Acker, A. (2017) Volkswagen in the Amazon: the tragedy of global development in modern Brazil. Cambridge: Cambridge University Press.

Ansoff, H. (2019) Implanting strategic management. Cham: Palgrave Macmillan.

Bratton, J. and Gold, J. (2017) Human resource management: theory and practice. London: Palgrave Macmillan.

Connor, T. (2011) ‘Internal resource audit for strategists: a proposal’, iBusiness, 3(1), 287-294.

Crain, D. and Stan, A. (2008) ‘Using value-chain analysis to discover customers’ strategic needs’, Strategy & Leadership, 36(4), pp. 29-39.

Dhir, S. and Sushil, A. (2019). Cases in strategic management: a flexibility perspective. Singapore: Springer.

Dyer, J. (2019) Strategic management: concepts and cases. Hoboken: Wiley.

Glen, S. (2017) Volkswagen type 3: concept, design, international production models & development. Dorset: Veloce Publishing.

Gunnell, J. (2017) The complete book of classic Volkswagens: Beetles, Microbuses, Things, Karmann Ghias, and more. Minneapolis, MN: USA Motorbooks.

Hearn, G. and Pace, C. (2006) ‘Value-creating ecologies: understanding next generation business systems’, Foresight, 8(1), pp. 55-65.

LeClair, E. (2018). How to restore your Volkswagen Beetle. Forest Lake, MN: CarTech Books.

McPhee, W. and Wheeler, D. (2006) ‘Making the case for the added-value chain’, Strategy & Leadership, 34(4), pp. 39-46.

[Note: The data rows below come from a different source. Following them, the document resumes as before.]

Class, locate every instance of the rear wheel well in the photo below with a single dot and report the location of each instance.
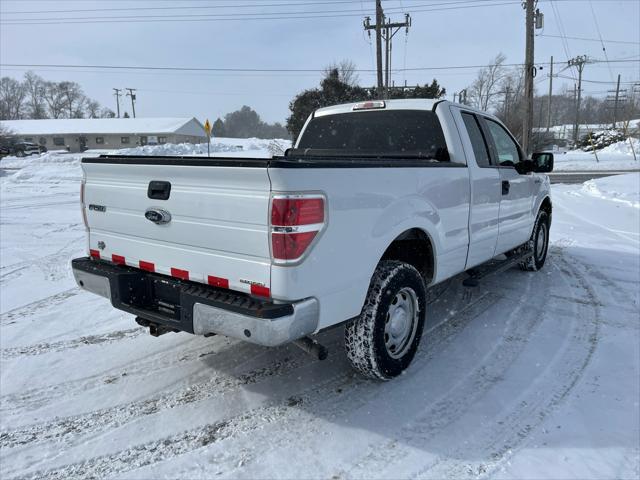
(546, 206)
(413, 247)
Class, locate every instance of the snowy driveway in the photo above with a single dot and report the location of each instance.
(528, 375)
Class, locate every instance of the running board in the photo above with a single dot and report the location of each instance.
(492, 267)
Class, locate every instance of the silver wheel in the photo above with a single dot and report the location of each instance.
(401, 323)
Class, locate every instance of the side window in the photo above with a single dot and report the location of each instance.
(477, 140)
(507, 151)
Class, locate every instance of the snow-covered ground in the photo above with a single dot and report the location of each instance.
(530, 375)
(618, 156)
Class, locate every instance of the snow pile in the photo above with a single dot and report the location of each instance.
(599, 139)
(625, 147)
(617, 156)
(618, 188)
(46, 168)
(219, 147)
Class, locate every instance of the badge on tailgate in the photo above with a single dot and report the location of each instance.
(157, 216)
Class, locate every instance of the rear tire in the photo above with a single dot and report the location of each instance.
(540, 240)
(383, 340)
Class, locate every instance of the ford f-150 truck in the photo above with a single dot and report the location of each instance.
(377, 202)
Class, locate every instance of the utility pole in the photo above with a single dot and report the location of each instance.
(550, 94)
(132, 93)
(378, 28)
(385, 29)
(578, 62)
(615, 104)
(507, 90)
(118, 95)
(528, 78)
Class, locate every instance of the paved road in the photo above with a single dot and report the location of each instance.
(580, 177)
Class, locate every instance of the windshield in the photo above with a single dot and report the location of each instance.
(407, 133)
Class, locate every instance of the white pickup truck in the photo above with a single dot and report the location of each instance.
(377, 202)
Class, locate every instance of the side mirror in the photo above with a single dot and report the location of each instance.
(543, 162)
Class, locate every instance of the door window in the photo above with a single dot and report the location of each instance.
(507, 151)
(478, 143)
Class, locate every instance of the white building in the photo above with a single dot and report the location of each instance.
(78, 135)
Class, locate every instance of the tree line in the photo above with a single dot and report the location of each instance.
(246, 123)
(35, 98)
(500, 90)
(340, 85)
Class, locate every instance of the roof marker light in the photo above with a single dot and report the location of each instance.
(370, 105)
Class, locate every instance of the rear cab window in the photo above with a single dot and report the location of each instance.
(384, 134)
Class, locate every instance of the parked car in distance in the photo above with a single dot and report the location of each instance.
(377, 202)
(20, 149)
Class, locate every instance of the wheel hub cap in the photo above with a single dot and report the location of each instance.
(401, 323)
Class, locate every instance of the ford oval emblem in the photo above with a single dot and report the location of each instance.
(157, 216)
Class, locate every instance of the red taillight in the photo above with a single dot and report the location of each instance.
(286, 212)
(84, 213)
(295, 223)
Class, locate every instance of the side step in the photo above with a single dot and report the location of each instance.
(492, 267)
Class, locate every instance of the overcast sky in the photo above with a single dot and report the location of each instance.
(466, 33)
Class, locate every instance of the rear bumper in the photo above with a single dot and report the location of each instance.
(195, 308)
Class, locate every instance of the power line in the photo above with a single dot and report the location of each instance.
(590, 39)
(275, 70)
(604, 50)
(209, 7)
(459, 4)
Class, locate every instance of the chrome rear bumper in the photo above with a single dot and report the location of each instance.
(196, 308)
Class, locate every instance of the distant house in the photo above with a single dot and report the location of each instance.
(78, 135)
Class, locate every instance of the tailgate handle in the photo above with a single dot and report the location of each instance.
(159, 190)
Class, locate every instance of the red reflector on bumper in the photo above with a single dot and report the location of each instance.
(217, 282)
(182, 274)
(260, 291)
(148, 266)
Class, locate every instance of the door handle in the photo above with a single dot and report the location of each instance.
(159, 190)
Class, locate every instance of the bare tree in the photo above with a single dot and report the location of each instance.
(346, 72)
(485, 87)
(12, 95)
(54, 98)
(107, 113)
(73, 98)
(93, 109)
(34, 90)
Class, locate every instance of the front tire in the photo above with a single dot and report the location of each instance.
(383, 340)
(540, 240)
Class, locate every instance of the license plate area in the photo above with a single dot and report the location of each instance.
(151, 293)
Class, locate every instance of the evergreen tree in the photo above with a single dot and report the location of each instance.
(218, 128)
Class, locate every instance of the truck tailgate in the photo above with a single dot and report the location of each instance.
(218, 228)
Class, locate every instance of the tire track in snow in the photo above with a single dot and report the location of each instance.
(340, 389)
(152, 365)
(45, 263)
(60, 429)
(496, 442)
(11, 316)
(46, 347)
(350, 394)
(191, 440)
(454, 402)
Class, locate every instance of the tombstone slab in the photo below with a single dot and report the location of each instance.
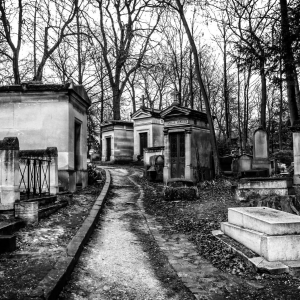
(265, 220)
(261, 150)
(272, 248)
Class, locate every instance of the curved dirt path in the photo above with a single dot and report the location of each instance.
(114, 264)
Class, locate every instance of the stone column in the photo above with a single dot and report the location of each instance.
(188, 172)
(53, 154)
(166, 171)
(10, 174)
(296, 151)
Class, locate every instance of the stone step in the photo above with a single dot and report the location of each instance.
(265, 220)
(272, 248)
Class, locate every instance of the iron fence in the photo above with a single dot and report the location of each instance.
(34, 176)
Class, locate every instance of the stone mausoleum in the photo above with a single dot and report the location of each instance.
(49, 115)
(117, 141)
(147, 130)
(187, 143)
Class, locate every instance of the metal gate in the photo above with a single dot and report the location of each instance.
(35, 177)
(177, 154)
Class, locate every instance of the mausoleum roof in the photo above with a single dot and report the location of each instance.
(116, 122)
(144, 111)
(175, 110)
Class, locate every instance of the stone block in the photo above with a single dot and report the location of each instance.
(266, 183)
(265, 220)
(249, 238)
(280, 248)
(272, 248)
(274, 267)
(8, 243)
(27, 211)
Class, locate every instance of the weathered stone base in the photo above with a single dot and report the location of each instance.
(272, 234)
(68, 179)
(272, 248)
(277, 193)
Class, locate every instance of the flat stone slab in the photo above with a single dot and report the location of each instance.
(272, 248)
(268, 183)
(264, 220)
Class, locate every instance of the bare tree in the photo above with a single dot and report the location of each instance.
(123, 39)
(7, 13)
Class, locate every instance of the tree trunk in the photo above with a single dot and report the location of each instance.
(34, 40)
(263, 95)
(78, 45)
(225, 90)
(191, 82)
(116, 103)
(239, 105)
(280, 107)
(288, 61)
(16, 71)
(207, 104)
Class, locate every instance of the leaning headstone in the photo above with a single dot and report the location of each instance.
(261, 150)
(245, 163)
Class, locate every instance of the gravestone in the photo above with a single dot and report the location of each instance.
(187, 151)
(261, 150)
(49, 114)
(117, 141)
(296, 150)
(147, 131)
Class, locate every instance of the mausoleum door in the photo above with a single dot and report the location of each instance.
(108, 149)
(177, 154)
(143, 142)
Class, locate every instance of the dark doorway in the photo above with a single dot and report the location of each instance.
(108, 149)
(143, 142)
(77, 143)
(177, 149)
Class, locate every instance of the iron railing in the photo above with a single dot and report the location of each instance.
(34, 176)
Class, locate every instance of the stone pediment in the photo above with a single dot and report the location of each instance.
(140, 115)
(145, 112)
(175, 110)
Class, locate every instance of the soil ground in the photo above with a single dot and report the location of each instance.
(121, 260)
(40, 246)
(196, 219)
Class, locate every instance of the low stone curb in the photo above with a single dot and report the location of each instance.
(50, 287)
(258, 263)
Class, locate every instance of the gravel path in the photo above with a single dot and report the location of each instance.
(115, 265)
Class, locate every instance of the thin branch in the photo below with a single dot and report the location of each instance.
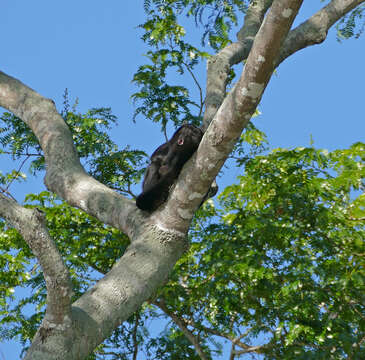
(182, 326)
(315, 29)
(220, 65)
(198, 85)
(134, 336)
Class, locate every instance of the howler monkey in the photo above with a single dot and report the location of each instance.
(165, 166)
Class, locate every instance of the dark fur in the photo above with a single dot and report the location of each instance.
(165, 166)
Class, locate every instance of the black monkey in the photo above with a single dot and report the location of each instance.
(165, 166)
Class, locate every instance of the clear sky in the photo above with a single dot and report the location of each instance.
(93, 49)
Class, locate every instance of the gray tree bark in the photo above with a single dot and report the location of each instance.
(72, 331)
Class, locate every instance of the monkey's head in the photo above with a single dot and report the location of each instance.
(187, 138)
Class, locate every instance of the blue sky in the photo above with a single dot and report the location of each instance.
(93, 49)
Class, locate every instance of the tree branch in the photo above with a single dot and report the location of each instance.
(229, 121)
(31, 225)
(65, 176)
(314, 30)
(220, 65)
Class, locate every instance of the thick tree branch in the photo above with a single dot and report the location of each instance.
(65, 176)
(229, 121)
(31, 225)
(311, 32)
(314, 30)
(219, 65)
(183, 327)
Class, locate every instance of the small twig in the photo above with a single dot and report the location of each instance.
(17, 172)
(199, 87)
(134, 336)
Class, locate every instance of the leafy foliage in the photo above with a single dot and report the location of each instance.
(276, 267)
(352, 25)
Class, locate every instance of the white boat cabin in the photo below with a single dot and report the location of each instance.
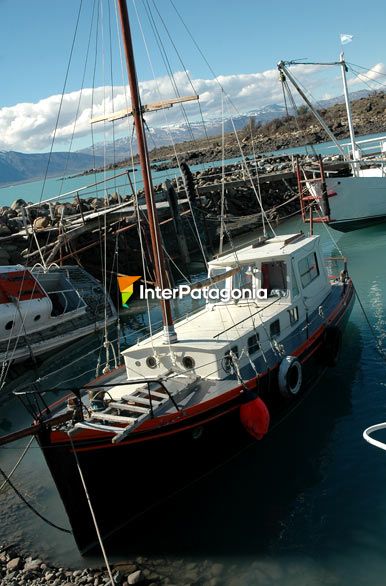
(291, 270)
(32, 301)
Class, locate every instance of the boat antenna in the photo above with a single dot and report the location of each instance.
(349, 113)
(155, 234)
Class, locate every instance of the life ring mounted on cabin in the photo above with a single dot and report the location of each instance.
(290, 376)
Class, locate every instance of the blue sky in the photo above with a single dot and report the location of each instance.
(237, 37)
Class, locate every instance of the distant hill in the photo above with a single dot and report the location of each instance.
(15, 166)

Miller, G. (2019) The law of governance, risk management, and compliance. New York, NY: Wolters Kluwer.

Mittal, A. and Jain, P. (2012) ‘Mergers and acquisitions performance system: integrated framework for strategy formulation and execution using flexible strategy game-card’, Global Journal of Flexible Systems Management, 13(1), pp. 41-56.

Rose, W. and Cray, D. (2013) ‘The Role of context in the transformation of planned strategy into implemented strategy’, International Journal of Business Management and Economic Research, 4(3), pp. 721-737.